The Apostle Paul admonished his spiritual son Timothy to, “Endure hardship with us like a good soldier of Christ Jesus. No one serving as a soldier gets involved in civilian affairs–he wants to please his commanding officer” (2 Timothy 2:3). The picture of the soldier is one of total commitment. They are told when to rise, when to go to bed, what to wear, where to serve, what job to do, etc. The great need in the body of Christ today is to take Paul’s words literally and seriously and begin to serve the Lord with an even greater level of commitment. When we experience the new birth we become conscripts in the Lord’s army and we are no longer our own but Christ’s. He now must increase while we decrease. The only way to stem the dark tide sweeping spiritually across our land (more diabolical than the original Nazi threat) is for believers to take seriously their place and assignment in the body of Christ and perform their duties admirably, skillfully, and faithfully.

I mean think about the price that was paid by the amazing Big Red One Division during World War II. From the invasion of North Africa to the storming of Omaha Beach on D-Day to the push into Germany across the Rhine River, the First Infantry Division went on to heroically hold on during the Battle of the Bulge and eventually occupied the Remagen bridgehead. By the end of the war the Division had suffered 21,023 casualties and 43,743 men had served its ranks. The Big Red One had won a total of 20,752 medals and awards, including 16 Congressional Medals of Honor. At some point one would think that this brave unit had done enough, but they kept giving and giving until the final victory. The modern Church needs to receive a big dose of the courage and commitment like this legendary military division.

I met a World War II veteran in rural Christian County years ago while ministering to his family. He didn’t like to talk much about what he had been through but he eventually shared his military experiences with me. Over time Pee Wee became ill. I realized my love and appreciation for our military and his service specifically was possibly a door to begin to share with him about someone else that shed his blood for all of us – Jesus Christ. In the context of sacrifice for the greater good of others he not only understood but accepted Jesus Christ while lying in a hospital bed battling a brain tumor. I didn’t have the customary “decision card” and literature one might have received in a church setting so I wrote his name, the date, and the statement of his faith in Jesus on a napkin I found on his hospital food tray and handed it to Pee Wee. I was told after his death that he slept each night with that napkin under his pillow.

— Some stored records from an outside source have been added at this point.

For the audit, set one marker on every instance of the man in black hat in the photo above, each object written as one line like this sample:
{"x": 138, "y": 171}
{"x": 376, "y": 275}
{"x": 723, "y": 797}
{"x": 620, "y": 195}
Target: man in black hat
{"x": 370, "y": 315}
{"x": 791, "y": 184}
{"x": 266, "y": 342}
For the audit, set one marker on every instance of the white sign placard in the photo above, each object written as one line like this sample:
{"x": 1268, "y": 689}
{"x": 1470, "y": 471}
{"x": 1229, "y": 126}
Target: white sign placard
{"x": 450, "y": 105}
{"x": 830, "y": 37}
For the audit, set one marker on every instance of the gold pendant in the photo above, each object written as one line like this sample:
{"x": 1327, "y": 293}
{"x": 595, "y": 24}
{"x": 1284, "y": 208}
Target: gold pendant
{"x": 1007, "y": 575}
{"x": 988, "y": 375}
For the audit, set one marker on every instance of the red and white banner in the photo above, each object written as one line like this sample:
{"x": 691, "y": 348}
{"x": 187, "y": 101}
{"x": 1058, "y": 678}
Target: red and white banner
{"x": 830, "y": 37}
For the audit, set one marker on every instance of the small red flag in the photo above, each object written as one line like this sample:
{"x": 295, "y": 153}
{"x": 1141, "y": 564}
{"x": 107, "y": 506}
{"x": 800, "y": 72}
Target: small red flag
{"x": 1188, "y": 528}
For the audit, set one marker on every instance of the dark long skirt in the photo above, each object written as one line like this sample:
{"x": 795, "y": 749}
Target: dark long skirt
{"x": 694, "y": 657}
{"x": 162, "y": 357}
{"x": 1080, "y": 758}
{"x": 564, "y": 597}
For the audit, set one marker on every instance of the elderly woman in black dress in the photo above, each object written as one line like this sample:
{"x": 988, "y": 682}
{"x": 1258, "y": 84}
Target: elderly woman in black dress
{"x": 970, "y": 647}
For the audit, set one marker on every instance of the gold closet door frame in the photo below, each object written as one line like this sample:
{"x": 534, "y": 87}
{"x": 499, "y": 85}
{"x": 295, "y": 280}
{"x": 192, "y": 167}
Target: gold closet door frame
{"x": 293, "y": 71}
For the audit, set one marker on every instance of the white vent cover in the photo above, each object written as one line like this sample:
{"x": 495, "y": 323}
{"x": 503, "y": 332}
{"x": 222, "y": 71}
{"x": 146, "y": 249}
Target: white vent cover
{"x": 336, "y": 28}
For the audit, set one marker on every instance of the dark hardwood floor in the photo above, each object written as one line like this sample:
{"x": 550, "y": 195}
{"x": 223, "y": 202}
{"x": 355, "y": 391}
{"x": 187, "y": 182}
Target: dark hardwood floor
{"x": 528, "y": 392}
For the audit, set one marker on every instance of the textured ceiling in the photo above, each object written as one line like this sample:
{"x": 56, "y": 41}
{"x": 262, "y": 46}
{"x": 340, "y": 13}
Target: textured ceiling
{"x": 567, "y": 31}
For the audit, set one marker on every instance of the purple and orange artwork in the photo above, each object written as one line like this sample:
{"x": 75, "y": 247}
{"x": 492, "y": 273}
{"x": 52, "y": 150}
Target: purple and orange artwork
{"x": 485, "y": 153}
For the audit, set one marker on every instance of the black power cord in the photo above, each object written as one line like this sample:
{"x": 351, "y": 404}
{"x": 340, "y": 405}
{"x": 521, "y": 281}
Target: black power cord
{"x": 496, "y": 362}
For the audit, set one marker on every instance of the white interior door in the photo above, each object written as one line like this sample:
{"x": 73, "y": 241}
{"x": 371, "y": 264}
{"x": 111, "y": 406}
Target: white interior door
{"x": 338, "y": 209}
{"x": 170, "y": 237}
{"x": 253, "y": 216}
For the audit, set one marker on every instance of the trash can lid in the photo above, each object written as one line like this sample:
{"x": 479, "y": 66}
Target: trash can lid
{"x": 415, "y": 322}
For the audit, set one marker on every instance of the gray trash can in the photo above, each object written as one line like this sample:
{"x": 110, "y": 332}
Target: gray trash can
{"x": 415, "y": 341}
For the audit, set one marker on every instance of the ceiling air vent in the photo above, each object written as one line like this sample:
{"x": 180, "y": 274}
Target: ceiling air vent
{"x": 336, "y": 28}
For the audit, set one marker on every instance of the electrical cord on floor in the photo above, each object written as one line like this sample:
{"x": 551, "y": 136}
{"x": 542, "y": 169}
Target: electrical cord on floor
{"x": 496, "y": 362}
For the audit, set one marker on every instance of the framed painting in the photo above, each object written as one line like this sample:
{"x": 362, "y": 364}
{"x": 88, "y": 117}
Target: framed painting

It seems so insignificant to say thank you to individuals who gave so much for our nation, but I want to encourage you to personally express your gratitude to those that have served and to the families of those that have fallen in battle at some season in our nation’s history. I also want to challenge you to live up to Paul’s standard to become a soldier in God’s Kingdom, ready to fight, execute, and go wherever the commander orders. We cannot thank our military enough for both their service and their standard of commitment and excellence in the performance of their duties.